Noise and Functional Protein Dynamics

The magnetic field dependence of the proton-spin-lattice relaxation rate in rotationally immobilized proteins shows that the one-dimensional character of the protein primary structure causes a dramatic increase in the population of low-frequency motions from 10 kHz to 20 MHz. As a consequence, the probability and rate at which functionally critical conformational states are thermally sampled in a protein are dramatically increased as well, when compared with a three-dimensional lattice structure. Studies of protein dynamics often focus on time periods far shorter than those associated with catalytic function, but we show here that the magnetic field dependence of the proton nuclear spin-lattice relaxation rate in rotationally immobilized proteins reports unambiguously the structural fluctuations in the frequency range from 10 kHz to 20 MHz.
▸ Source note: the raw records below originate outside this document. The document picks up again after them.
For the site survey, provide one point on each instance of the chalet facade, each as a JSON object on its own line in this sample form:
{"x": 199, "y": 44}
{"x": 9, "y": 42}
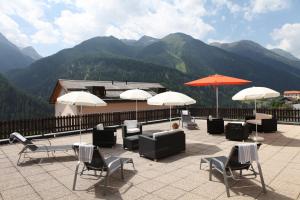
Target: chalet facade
{"x": 109, "y": 91}
{"x": 292, "y": 94}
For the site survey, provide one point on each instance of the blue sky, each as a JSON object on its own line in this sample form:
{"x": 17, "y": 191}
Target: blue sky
{"x": 52, "y": 25}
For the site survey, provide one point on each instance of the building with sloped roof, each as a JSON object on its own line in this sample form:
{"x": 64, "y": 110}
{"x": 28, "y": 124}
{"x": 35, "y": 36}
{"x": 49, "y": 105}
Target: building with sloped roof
{"x": 109, "y": 91}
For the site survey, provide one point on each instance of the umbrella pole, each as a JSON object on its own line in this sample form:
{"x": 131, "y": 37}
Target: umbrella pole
{"x": 170, "y": 118}
{"x": 217, "y": 101}
{"x": 136, "y": 109}
{"x": 255, "y": 118}
{"x": 80, "y": 122}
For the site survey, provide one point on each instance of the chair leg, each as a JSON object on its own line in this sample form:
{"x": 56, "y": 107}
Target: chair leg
{"x": 133, "y": 165}
{"x": 200, "y": 162}
{"x": 18, "y": 163}
{"x": 210, "y": 170}
{"x": 261, "y": 178}
{"x": 122, "y": 172}
{"x": 82, "y": 170}
{"x": 75, "y": 175}
{"x": 226, "y": 183}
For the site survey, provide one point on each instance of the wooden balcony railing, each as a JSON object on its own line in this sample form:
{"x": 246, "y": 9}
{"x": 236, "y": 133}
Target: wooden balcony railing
{"x": 30, "y": 127}
{"x": 42, "y": 126}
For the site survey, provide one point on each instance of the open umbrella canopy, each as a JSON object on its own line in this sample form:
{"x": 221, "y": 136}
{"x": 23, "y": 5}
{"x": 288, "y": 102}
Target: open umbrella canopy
{"x": 81, "y": 98}
{"x": 255, "y": 93}
{"x": 135, "y": 94}
{"x": 217, "y": 80}
{"x": 171, "y": 99}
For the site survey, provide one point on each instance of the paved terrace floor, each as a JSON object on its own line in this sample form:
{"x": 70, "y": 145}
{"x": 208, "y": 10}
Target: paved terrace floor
{"x": 176, "y": 177}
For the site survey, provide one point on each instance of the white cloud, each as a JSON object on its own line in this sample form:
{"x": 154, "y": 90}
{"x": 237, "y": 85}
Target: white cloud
{"x": 264, "y": 6}
{"x": 32, "y": 12}
{"x": 11, "y": 31}
{"x": 132, "y": 19}
{"x": 232, "y": 7}
{"x": 287, "y": 38}
{"x": 209, "y": 41}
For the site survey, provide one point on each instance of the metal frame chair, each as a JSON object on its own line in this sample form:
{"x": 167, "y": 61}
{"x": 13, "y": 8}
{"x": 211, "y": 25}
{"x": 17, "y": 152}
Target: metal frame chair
{"x": 108, "y": 165}
{"x": 30, "y": 147}
{"x": 187, "y": 120}
{"x": 226, "y": 166}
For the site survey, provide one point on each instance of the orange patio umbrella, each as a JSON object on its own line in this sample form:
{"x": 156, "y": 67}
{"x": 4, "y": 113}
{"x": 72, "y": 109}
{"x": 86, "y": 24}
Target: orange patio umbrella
{"x": 217, "y": 80}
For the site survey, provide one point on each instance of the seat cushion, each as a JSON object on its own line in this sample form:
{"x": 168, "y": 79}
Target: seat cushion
{"x": 254, "y": 121}
{"x": 130, "y": 123}
{"x": 132, "y": 138}
{"x": 100, "y": 127}
{"x": 133, "y": 130}
{"x": 260, "y": 116}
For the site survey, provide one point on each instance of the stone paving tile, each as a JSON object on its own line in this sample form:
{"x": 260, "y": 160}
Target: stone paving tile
{"x": 190, "y": 196}
{"x": 174, "y": 177}
{"x": 19, "y": 192}
{"x": 150, "y": 197}
{"x": 169, "y": 192}
{"x": 13, "y": 183}
{"x": 46, "y": 185}
{"x": 38, "y": 178}
{"x": 189, "y": 183}
{"x": 54, "y": 192}
{"x": 150, "y": 185}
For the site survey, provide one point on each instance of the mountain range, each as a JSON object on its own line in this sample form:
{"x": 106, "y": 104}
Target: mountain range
{"x": 16, "y": 104}
{"x": 13, "y": 57}
{"x": 172, "y": 61}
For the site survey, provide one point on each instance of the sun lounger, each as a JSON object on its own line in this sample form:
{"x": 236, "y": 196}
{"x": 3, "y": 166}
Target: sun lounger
{"x": 108, "y": 165}
{"x": 30, "y": 147}
{"x": 227, "y": 165}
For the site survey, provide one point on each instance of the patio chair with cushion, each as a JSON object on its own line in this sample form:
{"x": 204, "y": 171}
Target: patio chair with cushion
{"x": 104, "y": 136}
{"x": 215, "y": 125}
{"x": 240, "y": 158}
{"x": 237, "y": 131}
{"x": 94, "y": 160}
{"x": 30, "y": 147}
{"x": 131, "y": 130}
{"x": 187, "y": 120}
{"x": 265, "y": 123}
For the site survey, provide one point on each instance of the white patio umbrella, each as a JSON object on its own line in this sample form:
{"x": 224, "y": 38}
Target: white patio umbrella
{"x": 80, "y": 98}
{"x": 255, "y": 93}
{"x": 135, "y": 94}
{"x": 171, "y": 99}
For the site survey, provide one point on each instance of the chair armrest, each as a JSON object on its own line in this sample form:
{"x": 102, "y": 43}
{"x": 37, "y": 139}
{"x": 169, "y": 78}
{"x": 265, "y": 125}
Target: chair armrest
{"x": 217, "y": 162}
{"x": 124, "y": 131}
{"x": 114, "y": 165}
{"x": 42, "y": 140}
{"x": 140, "y": 126}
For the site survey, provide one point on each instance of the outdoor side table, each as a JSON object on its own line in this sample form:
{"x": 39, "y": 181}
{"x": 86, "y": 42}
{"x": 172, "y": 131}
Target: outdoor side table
{"x": 215, "y": 126}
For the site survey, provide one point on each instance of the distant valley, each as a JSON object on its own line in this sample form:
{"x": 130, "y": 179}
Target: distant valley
{"x": 172, "y": 61}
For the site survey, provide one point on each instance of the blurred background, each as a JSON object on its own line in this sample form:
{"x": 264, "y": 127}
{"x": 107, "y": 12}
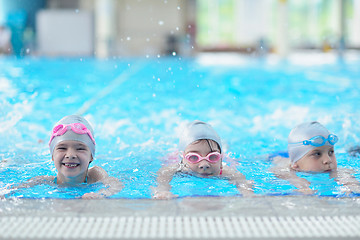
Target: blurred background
{"x": 149, "y": 28}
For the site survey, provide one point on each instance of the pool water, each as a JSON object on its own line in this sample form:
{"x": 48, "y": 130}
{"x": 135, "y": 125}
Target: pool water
{"x": 137, "y": 105}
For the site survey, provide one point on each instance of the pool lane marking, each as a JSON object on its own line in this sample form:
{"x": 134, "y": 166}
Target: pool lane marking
{"x": 134, "y": 68}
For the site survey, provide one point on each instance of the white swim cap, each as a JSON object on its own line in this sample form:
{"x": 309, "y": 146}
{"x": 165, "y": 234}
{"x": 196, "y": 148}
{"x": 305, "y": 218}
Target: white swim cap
{"x": 72, "y": 136}
{"x": 197, "y": 130}
{"x": 302, "y": 132}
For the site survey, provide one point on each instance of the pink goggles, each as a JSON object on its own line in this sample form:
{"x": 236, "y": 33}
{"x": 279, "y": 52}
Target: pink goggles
{"x": 78, "y": 128}
{"x": 212, "y": 157}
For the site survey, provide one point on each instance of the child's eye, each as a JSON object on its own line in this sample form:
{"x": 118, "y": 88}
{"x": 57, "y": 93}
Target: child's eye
{"x": 316, "y": 154}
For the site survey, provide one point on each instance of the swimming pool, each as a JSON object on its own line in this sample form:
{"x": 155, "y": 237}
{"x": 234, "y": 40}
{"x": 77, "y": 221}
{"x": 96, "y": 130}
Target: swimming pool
{"x": 136, "y": 106}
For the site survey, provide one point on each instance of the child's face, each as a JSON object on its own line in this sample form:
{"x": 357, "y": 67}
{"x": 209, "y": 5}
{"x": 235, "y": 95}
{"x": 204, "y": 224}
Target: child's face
{"x": 320, "y": 159}
{"x": 203, "y": 168}
{"x": 71, "y": 159}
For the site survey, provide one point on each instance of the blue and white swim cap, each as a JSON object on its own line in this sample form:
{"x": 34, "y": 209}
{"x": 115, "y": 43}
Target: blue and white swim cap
{"x": 197, "y": 130}
{"x": 302, "y": 132}
{"x": 72, "y": 136}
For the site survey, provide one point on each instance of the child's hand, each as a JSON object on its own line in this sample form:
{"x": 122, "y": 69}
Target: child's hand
{"x": 92, "y": 195}
{"x": 164, "y": 195}
{"x": 306, "y": 191}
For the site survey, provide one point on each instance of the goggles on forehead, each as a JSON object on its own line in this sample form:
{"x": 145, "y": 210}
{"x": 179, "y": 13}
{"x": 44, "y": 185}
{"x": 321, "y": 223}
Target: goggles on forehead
{"x": 212, "y": 157}
{"x": 319, "y": 141}
{"x": 78, "y": 128}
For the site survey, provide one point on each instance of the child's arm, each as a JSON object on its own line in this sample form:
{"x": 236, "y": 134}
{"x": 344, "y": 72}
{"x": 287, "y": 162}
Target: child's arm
{"x": 112, "y": 184}
{"x": 165, "y": 175}
{"x": 343, "y": 176}
{"x": 235, "y": 177}
{"x": 283, "y": 171}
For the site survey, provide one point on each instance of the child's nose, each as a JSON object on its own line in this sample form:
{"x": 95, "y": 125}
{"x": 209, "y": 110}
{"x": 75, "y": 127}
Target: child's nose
{"x": 327, "y": 160}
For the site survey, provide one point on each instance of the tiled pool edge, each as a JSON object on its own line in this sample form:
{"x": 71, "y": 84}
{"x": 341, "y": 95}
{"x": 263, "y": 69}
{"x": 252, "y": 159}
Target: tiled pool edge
{"x": 287, "y": 217}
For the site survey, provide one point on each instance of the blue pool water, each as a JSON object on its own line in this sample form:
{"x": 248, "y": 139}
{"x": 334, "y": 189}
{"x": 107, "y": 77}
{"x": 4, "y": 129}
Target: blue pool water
{"x": 136, "y": 106}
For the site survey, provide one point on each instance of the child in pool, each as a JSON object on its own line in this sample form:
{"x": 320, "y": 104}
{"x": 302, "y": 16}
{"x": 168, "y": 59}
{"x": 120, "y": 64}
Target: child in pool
{"x": 72, "y": 146}
{"x": 311, "y": 149}
{"x": 201, "y": 155}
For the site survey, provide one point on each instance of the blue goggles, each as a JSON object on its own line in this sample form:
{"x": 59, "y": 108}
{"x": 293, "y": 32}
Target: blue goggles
{"x": 319, "y": 141}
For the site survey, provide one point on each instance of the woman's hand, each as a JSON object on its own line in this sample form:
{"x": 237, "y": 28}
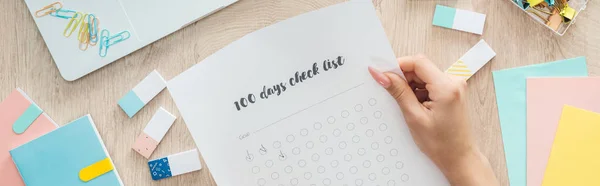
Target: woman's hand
{"x": 433, "y": 104}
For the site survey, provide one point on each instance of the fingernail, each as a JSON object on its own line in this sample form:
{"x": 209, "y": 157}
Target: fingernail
{"x": 381, "y": 78}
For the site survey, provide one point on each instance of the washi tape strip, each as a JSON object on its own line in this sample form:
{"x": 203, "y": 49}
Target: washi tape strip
{"x": 27, "y": 118}
{"x": 176, "y": 164}
{"x": 458, "y": 19}
{"x": 156, "y": 129}
{"x": 97, "y": 169}
{"x": 142, "y": 93}
{"x": 472, "y": 61}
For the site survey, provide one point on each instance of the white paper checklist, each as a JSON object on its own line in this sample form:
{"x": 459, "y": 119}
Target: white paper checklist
{"x": 294, "y": 104}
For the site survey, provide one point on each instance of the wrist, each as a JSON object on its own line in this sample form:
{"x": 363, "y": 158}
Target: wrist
{"x": 471, "y": 168}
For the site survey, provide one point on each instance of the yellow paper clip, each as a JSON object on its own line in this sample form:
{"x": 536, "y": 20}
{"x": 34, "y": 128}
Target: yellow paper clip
{"x": 93, "y": 30}
{"x": 48, "y": 9}
{"x": 567, "y": 13}
{"x": 84, "y": 38}
{"x": 73, "y": 23}
{"x": 533, "y": 3}
{"x": 83, "y": 28}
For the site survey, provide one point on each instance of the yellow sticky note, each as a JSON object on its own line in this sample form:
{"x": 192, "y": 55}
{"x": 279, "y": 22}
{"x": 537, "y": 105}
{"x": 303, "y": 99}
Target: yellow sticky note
{"x": 97, "y": 169}
{"x": 575, "y": 156}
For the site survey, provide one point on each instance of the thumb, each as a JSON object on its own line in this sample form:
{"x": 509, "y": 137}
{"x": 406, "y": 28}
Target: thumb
{"x": 401, "y": 91}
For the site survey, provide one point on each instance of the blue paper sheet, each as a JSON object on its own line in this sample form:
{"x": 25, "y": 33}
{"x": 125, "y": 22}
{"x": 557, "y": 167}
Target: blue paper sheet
{"x": 57, "y": 157}
{"x": 510, "y": 85}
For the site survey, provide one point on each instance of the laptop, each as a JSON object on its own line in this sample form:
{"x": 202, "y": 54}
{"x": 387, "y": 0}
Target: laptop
{"x": 145, "y": 20}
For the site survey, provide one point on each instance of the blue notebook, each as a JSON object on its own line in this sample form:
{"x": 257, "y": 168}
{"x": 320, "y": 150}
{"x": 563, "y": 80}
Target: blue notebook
{"x": 72, "y": 155}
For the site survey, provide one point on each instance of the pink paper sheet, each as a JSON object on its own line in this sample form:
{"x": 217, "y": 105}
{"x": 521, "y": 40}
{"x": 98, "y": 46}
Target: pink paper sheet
{"x": 545, "y": 100}
{"x": 10, "y": 109}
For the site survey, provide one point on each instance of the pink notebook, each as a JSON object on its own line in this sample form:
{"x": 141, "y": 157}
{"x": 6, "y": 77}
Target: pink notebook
{"x": 21, "y": 121}
{"x": 546, "y": 98}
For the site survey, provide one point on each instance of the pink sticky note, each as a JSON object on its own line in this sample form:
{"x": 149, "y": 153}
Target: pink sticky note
{"x": 546, "y": 98}
{"x": 10, "y": 110}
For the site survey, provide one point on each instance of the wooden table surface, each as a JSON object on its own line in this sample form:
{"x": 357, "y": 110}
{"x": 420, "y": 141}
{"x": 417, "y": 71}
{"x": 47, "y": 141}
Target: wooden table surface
{"x": 516, "y": 38}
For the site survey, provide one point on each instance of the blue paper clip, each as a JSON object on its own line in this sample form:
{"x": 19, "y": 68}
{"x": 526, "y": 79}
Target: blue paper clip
{"x": 121, "y": 36}
{"x": 63, "y": 13}
{"x": 106, "y": 40}
{"x": 93, "y": 28}
{"x": 104, "y": 36}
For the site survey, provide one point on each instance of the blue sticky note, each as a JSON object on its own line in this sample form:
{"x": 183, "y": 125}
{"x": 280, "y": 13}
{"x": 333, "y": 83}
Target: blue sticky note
{"x": 444, "y": 16}
{"x": 27, "y": 118}
{"x": 57, "y": 157}
{"x": 159, "y": 168}
{"x": 131, "y": 103}
{"x": 510, "y": 85}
This relaxation rate decreases with increasing Larmor frequency according to a power law that derives from the distribution of dynamical states, the localization of the structural disturbances, and the spatial distribution of hydrogen atoms in the structure. The robust theoretical foundation for the spin-relaxation process, loosely characterized as a direct spin-phonon coupling, shows that the disturbances propagate in a space of reduced dimensionality, essentially along the stiff connections of the polypeptide chain. The reduced dimensionality traps the disturbance and changes the efficiency for energy redistribution in the protein and the processes that drive nuclear spin relaxation. We also show that the Larmor frequency dependence of the protein-proton-spin-lattice relaxation rate constant is related to the frequency dependence of force constants and mean-square displacement commonly observed or calculated for proteins. We believe that these approaches give additional physical insight into the character of the extremely low-frequency protein dynamics.